Recommendations you receive when shopping at Amazon would not be possible without the use of techniques for analyzing extraordinary amounts of data. Computer systems cross information from your history with the histories of millions of other consumers, taking into account issues such as demographics, seasons, location, and previous searches. Something similar happens when you choose to watch content on Netflix: the platform suggests movies, series, and documentaries that are likely to interest you based on your choices, notes, and history using the tool.
But on Christmas Eve 2013, Amazon took things a step further. With patent number US 8,615,473, the company registered Method and system for anticipatory package shipping, indicating its plans to ship consumer goods to its clients before they even place their orders. The use of data combined with smart algorithms enables the company to predict, with some degree of success, what a consumer’s next order will be.

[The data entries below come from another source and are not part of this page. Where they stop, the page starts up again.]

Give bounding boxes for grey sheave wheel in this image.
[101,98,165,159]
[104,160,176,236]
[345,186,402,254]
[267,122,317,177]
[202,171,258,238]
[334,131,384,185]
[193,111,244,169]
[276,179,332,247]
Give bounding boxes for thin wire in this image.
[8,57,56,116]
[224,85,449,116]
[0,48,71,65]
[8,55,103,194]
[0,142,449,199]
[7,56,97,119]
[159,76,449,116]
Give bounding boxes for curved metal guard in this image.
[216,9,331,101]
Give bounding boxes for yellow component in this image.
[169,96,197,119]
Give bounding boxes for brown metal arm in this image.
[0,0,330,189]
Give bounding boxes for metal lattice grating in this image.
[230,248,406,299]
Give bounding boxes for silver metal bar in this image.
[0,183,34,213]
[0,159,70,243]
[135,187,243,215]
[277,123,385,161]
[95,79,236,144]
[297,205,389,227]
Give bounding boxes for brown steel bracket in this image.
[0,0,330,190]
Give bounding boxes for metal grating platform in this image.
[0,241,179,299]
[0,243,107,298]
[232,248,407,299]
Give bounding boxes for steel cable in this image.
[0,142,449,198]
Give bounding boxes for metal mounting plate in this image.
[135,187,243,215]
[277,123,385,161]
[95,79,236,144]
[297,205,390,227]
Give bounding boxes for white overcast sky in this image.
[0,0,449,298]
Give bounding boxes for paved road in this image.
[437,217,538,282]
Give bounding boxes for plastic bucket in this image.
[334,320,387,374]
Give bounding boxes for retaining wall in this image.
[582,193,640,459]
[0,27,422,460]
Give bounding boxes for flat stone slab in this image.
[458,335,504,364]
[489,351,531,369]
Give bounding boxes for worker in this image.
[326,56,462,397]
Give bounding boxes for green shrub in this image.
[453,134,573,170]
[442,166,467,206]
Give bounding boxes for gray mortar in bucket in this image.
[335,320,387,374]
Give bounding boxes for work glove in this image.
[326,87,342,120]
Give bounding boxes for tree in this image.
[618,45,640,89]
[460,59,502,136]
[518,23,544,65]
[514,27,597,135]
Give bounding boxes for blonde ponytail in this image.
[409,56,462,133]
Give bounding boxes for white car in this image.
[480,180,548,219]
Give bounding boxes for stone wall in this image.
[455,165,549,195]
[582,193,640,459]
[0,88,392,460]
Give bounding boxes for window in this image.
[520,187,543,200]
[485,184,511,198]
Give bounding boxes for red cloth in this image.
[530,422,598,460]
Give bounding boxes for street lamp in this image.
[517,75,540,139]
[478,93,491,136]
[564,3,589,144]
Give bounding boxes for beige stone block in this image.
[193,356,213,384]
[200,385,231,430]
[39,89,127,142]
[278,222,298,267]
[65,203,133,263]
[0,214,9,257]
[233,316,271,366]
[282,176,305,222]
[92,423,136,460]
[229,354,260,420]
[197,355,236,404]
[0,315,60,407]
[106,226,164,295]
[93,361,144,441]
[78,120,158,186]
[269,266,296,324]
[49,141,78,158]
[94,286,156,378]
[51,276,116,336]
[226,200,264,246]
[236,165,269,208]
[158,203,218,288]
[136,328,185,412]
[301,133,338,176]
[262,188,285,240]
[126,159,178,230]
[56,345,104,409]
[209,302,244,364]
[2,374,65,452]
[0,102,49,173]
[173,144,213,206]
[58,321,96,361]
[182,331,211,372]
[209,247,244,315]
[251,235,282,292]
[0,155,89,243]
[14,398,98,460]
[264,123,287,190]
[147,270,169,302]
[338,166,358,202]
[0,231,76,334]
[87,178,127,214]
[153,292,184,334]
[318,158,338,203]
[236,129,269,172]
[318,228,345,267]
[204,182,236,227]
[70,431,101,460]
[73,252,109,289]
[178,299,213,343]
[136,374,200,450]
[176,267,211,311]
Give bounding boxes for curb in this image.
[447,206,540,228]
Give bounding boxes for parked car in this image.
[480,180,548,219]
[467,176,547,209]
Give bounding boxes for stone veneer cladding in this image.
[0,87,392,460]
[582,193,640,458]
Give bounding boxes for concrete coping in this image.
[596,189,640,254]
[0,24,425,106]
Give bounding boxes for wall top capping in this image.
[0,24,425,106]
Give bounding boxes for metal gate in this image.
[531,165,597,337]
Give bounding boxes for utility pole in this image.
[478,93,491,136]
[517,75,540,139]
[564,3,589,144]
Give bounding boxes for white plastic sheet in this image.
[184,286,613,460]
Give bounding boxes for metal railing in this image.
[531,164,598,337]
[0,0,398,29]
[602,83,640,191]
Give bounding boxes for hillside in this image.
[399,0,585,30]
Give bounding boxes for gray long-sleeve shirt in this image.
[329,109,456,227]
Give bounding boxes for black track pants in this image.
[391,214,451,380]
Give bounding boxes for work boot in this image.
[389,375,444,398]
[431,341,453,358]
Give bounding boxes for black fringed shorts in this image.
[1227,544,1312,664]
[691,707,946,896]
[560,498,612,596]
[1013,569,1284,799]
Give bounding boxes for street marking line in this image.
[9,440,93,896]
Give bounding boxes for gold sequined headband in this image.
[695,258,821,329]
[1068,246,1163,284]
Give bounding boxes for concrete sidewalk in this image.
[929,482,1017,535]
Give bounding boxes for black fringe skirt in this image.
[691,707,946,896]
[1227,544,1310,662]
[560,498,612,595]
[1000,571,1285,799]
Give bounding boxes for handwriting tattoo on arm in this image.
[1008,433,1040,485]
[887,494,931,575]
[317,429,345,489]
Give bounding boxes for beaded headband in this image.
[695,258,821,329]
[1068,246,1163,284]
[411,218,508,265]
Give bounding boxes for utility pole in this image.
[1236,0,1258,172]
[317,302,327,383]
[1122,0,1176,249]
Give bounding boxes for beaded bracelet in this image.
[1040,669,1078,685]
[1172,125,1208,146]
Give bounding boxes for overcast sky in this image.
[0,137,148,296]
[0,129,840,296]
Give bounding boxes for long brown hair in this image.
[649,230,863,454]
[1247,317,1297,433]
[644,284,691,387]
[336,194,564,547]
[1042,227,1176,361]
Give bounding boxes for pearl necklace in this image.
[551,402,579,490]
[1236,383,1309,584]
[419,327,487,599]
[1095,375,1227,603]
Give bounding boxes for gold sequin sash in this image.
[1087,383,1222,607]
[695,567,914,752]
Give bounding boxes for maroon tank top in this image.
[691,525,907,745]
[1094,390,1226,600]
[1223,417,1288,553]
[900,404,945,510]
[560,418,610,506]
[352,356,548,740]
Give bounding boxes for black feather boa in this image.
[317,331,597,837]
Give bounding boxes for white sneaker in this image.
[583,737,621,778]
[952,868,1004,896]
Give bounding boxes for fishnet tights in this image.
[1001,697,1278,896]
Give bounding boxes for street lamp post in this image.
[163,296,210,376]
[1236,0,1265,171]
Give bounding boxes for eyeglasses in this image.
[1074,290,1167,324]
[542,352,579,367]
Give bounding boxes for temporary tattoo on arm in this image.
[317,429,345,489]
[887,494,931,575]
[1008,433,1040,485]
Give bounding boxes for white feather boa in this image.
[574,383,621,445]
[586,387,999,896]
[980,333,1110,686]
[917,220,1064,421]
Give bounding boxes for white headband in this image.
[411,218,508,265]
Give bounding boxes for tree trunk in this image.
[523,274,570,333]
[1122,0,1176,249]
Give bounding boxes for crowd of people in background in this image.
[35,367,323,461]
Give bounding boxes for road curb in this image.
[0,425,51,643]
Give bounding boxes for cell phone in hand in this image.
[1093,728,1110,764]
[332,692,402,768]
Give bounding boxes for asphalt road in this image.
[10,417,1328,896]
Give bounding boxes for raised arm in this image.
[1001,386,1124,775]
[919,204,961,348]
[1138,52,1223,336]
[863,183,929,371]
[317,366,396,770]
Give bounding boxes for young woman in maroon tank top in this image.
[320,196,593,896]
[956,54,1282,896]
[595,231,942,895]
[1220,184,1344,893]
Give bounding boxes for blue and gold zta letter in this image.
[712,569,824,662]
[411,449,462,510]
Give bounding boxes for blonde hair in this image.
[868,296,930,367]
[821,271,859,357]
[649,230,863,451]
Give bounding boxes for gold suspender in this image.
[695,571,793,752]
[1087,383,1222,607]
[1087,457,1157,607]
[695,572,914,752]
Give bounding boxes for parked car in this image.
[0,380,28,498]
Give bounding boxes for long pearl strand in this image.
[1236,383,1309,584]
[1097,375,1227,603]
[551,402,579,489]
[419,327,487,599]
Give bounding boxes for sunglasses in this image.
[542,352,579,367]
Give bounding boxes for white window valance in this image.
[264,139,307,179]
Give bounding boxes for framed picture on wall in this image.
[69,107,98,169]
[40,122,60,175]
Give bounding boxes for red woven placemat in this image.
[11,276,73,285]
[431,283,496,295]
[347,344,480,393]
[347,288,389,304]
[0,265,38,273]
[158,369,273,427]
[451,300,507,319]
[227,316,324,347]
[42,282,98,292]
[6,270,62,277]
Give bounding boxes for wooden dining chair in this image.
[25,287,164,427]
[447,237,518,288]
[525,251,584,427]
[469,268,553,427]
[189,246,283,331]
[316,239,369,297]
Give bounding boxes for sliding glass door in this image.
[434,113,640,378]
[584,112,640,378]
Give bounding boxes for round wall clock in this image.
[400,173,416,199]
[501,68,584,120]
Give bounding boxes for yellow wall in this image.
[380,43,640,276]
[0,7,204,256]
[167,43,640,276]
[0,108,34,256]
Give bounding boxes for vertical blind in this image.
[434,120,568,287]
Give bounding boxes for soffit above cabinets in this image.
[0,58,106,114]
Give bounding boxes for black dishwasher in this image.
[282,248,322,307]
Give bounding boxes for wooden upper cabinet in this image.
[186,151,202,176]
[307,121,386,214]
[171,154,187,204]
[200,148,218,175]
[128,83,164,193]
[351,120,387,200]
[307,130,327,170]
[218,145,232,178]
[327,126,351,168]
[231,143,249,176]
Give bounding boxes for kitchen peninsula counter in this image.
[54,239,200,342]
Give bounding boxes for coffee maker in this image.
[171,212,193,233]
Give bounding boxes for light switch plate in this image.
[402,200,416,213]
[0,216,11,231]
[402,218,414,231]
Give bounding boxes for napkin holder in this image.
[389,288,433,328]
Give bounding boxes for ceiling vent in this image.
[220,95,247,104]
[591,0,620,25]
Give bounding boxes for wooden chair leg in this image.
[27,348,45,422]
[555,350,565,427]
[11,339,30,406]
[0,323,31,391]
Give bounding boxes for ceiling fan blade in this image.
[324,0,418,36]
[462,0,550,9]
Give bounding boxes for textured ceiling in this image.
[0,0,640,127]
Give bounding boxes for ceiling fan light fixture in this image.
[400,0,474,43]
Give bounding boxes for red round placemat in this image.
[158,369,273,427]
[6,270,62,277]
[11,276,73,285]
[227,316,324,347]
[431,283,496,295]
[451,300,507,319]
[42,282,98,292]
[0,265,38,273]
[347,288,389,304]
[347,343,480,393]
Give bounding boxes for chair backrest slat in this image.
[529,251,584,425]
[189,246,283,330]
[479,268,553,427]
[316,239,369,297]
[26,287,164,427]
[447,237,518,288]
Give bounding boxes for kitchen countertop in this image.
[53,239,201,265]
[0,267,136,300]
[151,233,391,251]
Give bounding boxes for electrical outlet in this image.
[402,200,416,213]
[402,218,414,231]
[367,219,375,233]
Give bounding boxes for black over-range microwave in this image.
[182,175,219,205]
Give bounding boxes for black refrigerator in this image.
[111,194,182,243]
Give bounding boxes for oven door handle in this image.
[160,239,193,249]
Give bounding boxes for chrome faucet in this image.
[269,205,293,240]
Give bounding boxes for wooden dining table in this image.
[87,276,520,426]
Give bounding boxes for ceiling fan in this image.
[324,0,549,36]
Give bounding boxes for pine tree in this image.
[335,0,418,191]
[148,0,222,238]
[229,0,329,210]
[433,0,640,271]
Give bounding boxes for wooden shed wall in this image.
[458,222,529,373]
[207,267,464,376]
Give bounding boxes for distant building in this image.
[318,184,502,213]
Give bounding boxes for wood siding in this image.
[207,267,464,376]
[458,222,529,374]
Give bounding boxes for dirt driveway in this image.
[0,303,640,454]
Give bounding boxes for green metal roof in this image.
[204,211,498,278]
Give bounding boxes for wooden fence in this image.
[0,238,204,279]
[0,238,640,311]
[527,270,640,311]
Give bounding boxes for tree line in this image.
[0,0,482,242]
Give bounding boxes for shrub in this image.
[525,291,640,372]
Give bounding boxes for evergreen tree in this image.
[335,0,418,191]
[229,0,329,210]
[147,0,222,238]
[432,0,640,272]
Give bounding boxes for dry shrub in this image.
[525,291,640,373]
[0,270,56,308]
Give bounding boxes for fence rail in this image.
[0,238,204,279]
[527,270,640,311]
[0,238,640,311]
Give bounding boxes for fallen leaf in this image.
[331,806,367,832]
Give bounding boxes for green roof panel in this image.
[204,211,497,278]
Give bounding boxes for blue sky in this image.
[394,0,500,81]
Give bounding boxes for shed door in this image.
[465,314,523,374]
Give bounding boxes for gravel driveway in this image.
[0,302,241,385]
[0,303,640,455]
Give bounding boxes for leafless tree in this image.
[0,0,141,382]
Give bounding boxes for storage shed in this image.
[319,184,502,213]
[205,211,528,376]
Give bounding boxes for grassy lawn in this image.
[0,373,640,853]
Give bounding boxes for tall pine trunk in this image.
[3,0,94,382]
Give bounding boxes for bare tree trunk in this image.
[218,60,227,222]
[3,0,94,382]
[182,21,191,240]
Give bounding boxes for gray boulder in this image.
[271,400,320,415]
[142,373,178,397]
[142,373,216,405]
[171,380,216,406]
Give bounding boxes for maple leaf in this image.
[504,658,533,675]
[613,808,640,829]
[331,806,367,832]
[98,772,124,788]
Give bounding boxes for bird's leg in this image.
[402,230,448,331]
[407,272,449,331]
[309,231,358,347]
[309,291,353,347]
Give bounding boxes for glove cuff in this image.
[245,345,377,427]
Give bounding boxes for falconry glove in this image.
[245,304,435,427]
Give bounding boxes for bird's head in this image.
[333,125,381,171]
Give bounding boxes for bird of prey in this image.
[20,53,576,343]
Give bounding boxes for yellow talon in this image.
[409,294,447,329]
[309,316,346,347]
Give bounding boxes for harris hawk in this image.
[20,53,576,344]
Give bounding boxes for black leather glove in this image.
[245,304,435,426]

Google also uses the collection of searches performed globally to attempt to “guess” what we’re all searching for: Using the first few letters of your search, the algorithms look through the most frequent searches performed, and they auto-suggest the question you may be asking. (Google tries to avoid suggestions with negative or defamatory content, although this is not always possible.) The data provided by the users themselves are a powerful asset for Google, and that fact, to a large extent, makes it one of the world’s most valuable companies, with a market value of about one trillion dollars in late 2020.
In November 2008 scientists at Google partnered with the US CDC (Centers for Disease Control and Prevention) to publish an article in Nature, entitled “Detecting influenza epidemics using search engine query data”. The work compared historical information on epidemics against around 50 million words (both related and unrelated to influenza) appearing most often in the more than three billion searches carried out by users every day. Then, after testing nearly half a billion mathematical models that correlated the searches to epidemics, the system identified the 45 terms that best fit the data. Thus, based on the information provided by the users through their searches, Google gained the ability to identify, with a high degree of precision, where a flu epidemic was occurring.
In April 2020, during the COVID-19 pandemic, Google and Apple partnered to develop a contact tracing app to anonymously keep track of nearby phones. If one of the owners on this list of phones was diagnosed with the virus, alerts would be sent to people who had been nearby.
All these examples speak to the importance of data in our society — and as every valuable asset, it has to be protected and used wisely. Since the beginning of the 2010’s, countries have been writing legislation on the matter, and arguably the most famous piece is the General Data Protection Regulation (GDPR). Written in 2016 by the European Parliament and by the Council of the European Union, its fundamental objective is to make sure individuals in the European Union and in the European Economic Area have control over their personal data.
The balance between making sure our data is serving us — which may only be achieved by sharing it — while at the same time preserving our rights to privacy is a complex issue, but an inevitable discussion in every instance of society around the world.